Aside: Do we have enough recordings of orca calls to train an LLM on them?
Thanks for your thoughts!
I don’t know what you’d consider enough recordings, and I don’t know how much decent data we have.
I think the biggest datasets for orca vocalizations are the orchive and the orcasound archive. I think they each are multiple terabytes big (from audio recordings) but I think most of it (80-99.9% (?)) is probably crap where there might just be a brief very faint mammal vocalization in the distance.
We also don’t have a way to see which orca said what.
Also orcas from different regions have different languages, and orcas from different pods different dialects.
I currently think the decoding path would be slower, and yeah the decoding part would involve AI but I feel like people just try to use AI somehow without a clear plan, but perhaps not you.
What approach did you imagine?
In case you’re interested in few high-quality data (but still without annotations): https://orcasound.net/data/product/biophony/SRKW/bouts/
I have nowhere near the technical capability to have anything like a clear plan, and your response is basically what I expected. I was just curious. Seems like it could be another cheap “Who knows? Let’s see what happens” thing to try, with little to lose when it doesn’t help anyone with anything. Still, can we distinguish individuals in unlabeled recordings? Can we learn about meaning and grammar (or its equivalent) based in part on differences between languages and dialects?
At root my thought process amounted to: we have a technology that learns complex structures including languages from data without the benefit of the structural predispositions of human brains. If we could get a good enough corpus of data, it can also learn things other than human languages, and find approximate mappings to human languages. I assumed we wouldn’t have such data in this case. That’s as far as I got before I posted.

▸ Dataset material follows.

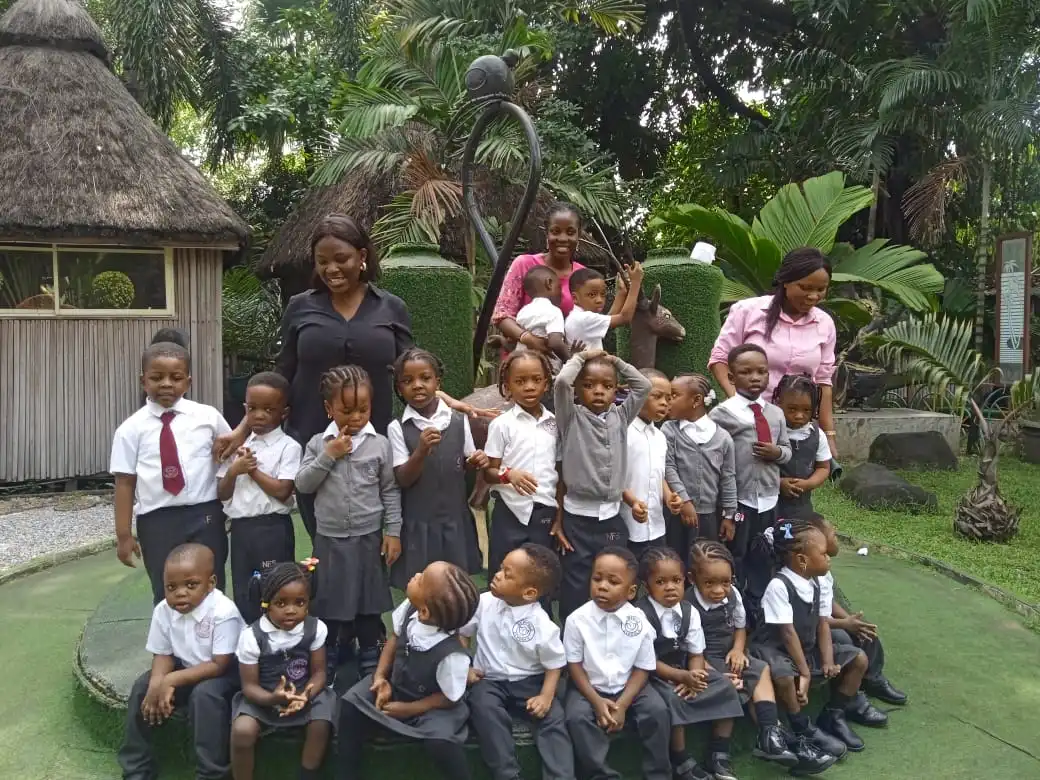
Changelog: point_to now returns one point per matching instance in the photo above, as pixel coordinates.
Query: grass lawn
(1012, 567)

Currently we basically don’t have any datasets where it’s labelled what orca says what. When I listen to recordings, I cannot distinguish voices, though idk it’s possible that people who listened a lot more can. I think just unsupervised voice clustering would probably not work very accurately. I’d guess it’s probably possible to get data on who said what by using an array of hydrophones to infer the location of the sound, but we need very accurate position inference because different orcas are often just 1-10m distance from each other, and for this we might need to get/infer decent estimates of how water temperature varies by depth, and generally there have not yet been attempts to get high precision through this method. (It’s definitely harder in water than in air.)
Yeah basically I initially also had rough thoughts into this direction, but I think the create-and-teach language way is probably a lot faster.
I think the earth species project is trying to use AI to decode animal communication, though they don’t focus on orcas in particular, but many species including e.g. beluga whales. Didn’t look into it a lot but seems possible I could do sth like this in a smarter and more promising way, but probably still would take long.